As with the video done by Discovery News, posted below, it is good to see that some parts of the mainstream science commentary are becoming more willing to admit that the Church is not categorically opposed to science, and are recognizing the central role the Church and the Catholic intellectual tradition have played in the building up of the scientific enterprise.
Still, there is a sense here that it is the Church that needs to do all the opening up, and that the secular culture of “science” has already got it all right. The editorial states: “Scientists who have taken part in such discussions tell of thought-provoking and constructive debates, with the Church being open to ideas and often changing doctrines as a result”—as for instance with respect to evolution. Yet on the other hand, it is pointed out that the Church continues to hold its “damaging” position on condom-use in the prevention of HIV. “It can only be hoped,” Nature’s editors write, “that Pope Francis will have a more enlightened approach.” They just assume that the “enlightened” approach is the one that treats people as a herd in need of a simple technical solution, rather than the Church’s reactionary (I suppose) preference for encouraging a community capable of responsible behavior and mutual aid and obligation.

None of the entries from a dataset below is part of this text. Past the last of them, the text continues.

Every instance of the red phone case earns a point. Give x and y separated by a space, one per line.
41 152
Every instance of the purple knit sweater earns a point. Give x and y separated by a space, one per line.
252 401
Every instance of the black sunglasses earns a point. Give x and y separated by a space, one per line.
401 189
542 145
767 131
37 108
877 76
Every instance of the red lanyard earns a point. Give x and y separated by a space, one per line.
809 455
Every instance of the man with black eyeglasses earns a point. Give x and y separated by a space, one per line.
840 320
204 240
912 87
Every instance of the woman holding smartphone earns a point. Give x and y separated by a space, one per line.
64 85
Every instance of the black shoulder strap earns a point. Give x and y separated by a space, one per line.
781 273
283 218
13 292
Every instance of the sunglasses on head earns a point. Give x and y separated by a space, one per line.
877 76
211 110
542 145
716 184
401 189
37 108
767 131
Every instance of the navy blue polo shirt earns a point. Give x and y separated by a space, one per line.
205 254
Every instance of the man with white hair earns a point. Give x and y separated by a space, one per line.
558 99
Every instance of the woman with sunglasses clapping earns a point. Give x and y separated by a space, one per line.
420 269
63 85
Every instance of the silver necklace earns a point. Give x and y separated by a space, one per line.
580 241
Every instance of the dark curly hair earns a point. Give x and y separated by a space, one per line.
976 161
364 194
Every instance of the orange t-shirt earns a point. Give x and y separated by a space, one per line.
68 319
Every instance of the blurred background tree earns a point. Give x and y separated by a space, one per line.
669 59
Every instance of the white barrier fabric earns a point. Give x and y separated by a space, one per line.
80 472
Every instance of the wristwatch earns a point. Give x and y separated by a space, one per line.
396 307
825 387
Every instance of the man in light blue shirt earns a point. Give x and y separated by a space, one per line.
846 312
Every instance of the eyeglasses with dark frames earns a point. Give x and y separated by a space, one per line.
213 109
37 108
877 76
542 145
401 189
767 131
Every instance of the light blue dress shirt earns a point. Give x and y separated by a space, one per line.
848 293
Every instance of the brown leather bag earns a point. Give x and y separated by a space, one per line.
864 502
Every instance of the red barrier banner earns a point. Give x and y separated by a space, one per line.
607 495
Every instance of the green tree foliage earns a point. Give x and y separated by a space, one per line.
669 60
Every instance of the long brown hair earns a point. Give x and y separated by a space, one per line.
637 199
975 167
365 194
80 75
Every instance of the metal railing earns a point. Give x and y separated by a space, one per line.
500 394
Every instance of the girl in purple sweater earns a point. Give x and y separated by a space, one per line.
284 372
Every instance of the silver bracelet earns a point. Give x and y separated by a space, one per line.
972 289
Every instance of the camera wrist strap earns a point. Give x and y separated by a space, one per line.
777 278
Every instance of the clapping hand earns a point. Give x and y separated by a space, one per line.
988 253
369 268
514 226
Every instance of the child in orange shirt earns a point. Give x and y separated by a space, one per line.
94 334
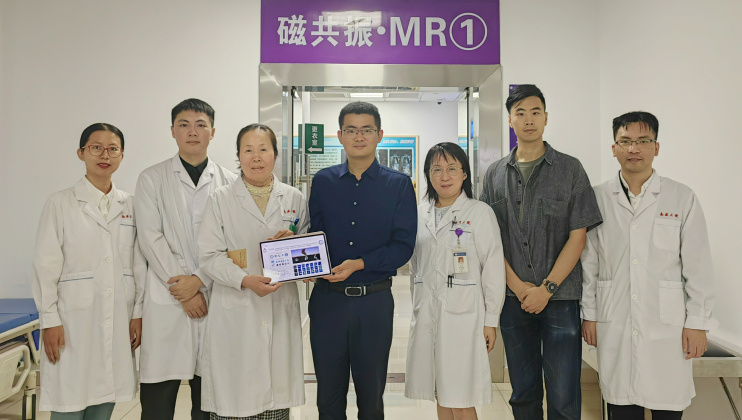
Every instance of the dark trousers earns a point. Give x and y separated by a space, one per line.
350 334
556 330
158 400
635 412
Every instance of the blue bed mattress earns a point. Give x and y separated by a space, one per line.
17 312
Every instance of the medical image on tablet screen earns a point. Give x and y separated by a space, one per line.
297 257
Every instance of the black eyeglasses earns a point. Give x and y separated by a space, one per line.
113 151
625 144
364 131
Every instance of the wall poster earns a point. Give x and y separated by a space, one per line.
396 152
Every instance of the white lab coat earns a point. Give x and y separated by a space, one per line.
84 280
647 274
169 211
447 354
253 348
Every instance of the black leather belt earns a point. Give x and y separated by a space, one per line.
361 289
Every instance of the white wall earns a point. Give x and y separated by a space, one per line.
68 64
554 45
681 60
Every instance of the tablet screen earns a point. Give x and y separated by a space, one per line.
296 257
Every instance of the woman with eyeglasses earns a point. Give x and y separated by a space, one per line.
90 306
457 277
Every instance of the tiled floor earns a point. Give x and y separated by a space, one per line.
397 407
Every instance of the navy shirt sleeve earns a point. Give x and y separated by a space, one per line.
398 250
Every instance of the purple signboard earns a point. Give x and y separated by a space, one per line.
380 32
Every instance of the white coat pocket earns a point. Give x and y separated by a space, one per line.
233 298
76 291
417 293
672 303
461 295
129 289
666 235
127 234
605 300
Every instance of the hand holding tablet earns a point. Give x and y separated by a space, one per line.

The editorial shows a similar confusion about just what the nature of various Catholic teachings are. After stating that the Church has “changed doctrines” in response to science, it goes on to say that “But whereas doctrines can be tweaked, the Church will not compromise on its central dogmas, such as the sanctity of human life and that life begins at conception.” But that life begins at conception is not a dogma of the Church, for instance, but rather just a recognition of what is accessible to any careful biological observation: that a new human life begins at conception. That is, the Church does not call us to fideism on this question: it is evidence and reason that she asks us to accept.
I would like to suggest, therefore, that it may not just be the Church that needs to adjust in response to the expanding knowledge of science (though that is of course needed). Perhaps the seeming new openness on the part of the scientific culture to the Catholic Church’s, specifically, attitude towards science might be met with a more serious consideration of the Church’s claims with respect to the nature of reason and faith. “Clashes are inevitable between people of different beliefs, but both science and religion are best served by building bridges across the divides. How Pope Francis responds to issues where the two meet will be an important mark of the man,” says the editorial. Yes—and likewise, how scientists respond to Pope Francis as he continues the teaching of the Church will be an important mark of themselves.